Volksbühne Berlin am Rosa-Luxemburg-Platz
 

Übergewicht, Unwichtig: Unform

von Werner Schwab


„Wir sind in die Welt gevögelt, aber können nicht fliegen...“

Ein Wort ergibt das andere, eine Verletzung die nächste. Sprechen ist in der Welt Werner Schwabs wie eine Körperfunktion, mal lebenswichtig, mal lebensgefährlich. Schwabs Stücke kapitulieren manchmal vor ihrer eigenen Sprache, deren Eigendynamik herkömmliche Funktionen der theatralen Kommunikation (etwa den zwischenmenschlichen Austausch oder die Beschreibung von Welt) weit hinter sich gelassen hat: „Die Sprache zerrt die Personen hinter sich her: wie Blechbüchsen, die man an einen Hundeschwanz angebunden hat.“ Was aber passiert, wenn man das Verhältnis umkehrt, den Menschen vor die Sprache stellt und damit Schwab beim Wort nimmt, mit den Radikalkomödien Ernst macht?

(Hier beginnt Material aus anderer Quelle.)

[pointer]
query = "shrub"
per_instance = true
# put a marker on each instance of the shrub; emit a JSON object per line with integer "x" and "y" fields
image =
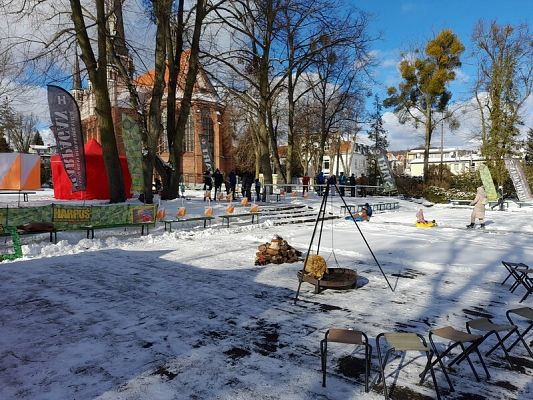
{"x": 466, "y": 182}
{"x": 435, "y": 194}
{"x": 409, "y": 186}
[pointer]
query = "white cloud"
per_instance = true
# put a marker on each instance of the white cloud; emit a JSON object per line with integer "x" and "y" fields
{"x": 405, "y": 136}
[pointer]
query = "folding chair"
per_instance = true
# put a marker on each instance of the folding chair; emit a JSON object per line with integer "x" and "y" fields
{"x": 522, "y": 275}
{"x": 458, "y": 338}
{"x": 526, "y": 313}
{"x": 403, "y": 342}
{"x": 486, "y": 325}
{"x": 346, "y": 336}
{"x": 510, "y": 266}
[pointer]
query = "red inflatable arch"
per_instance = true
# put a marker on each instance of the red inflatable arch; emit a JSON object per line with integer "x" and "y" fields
{"x": 96, "y": 176}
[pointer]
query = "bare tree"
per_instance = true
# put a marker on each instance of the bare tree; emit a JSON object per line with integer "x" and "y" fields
{"x": 22, "y": 132}
{"x": 337, "y": 89}
{"x": 312, "y": 29}
{"x": 505, "y": 81}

„Übergewicht, unwichtig: Unform“ ist ein Endzeit- und Kneipendrama, mit dem für den damals 33jährigen 1991 der Durchbruch als Dramatiker begann. In der Inszenierung des Prager Kammertheaters spielt es in einer Kneipe, die irgendwo zwischen Wien und Berlin liegen könnte. Auf den ersten Blick gewöhnliche Menschen, die auf ungewöhnliche Weise über alles andere als alltägliche Dinge sprechen. Eine klassische mitteleuropäische Schankwirtschaft, für manche Ausweg oder Asyl, für andere Schlachtfeld. Die Gesellschaft ist erlesen, der Anlass außergewöhnlich – das neue Jahr hat gerade begonnen, es ist Zeit für Vorsätze und geheime Wünsche, Zeit, um abzurechnen, einmalige Gelegenheit, Schaden anzurichten, der bedauert werden kann...ein europäisches Abendmahl beginnt: Hertas Zusammenleben mit Karli ist von Gewalt geprägt, Hasi und Schweindi debattieren über Nachwuchs, der ihnen aufgrund von Schweindis Potenzstörungen (und ihres fortgeschrittenen Alters) verwehrt bleiben wird, ein Lehrer gibt die Intelligenzbestie und sondert vorgefertigte Lebensanschauungen ab. Die resolute Wirtin harrt vorausahnend der Dinge, die da kommen werden, und wacht über Fotzi, die als Omega-Weibchen den Schuhabstreifer im sozialen Gefüge der Gäste abgibt. Einzig ein schönes Paar sitzt abseits und wird ob seiner sozialen Enthaltsamkeit und offenkundigen Zufriedenheit vom Kollektiv bald als bedrohender Fremdkörper identifiziert...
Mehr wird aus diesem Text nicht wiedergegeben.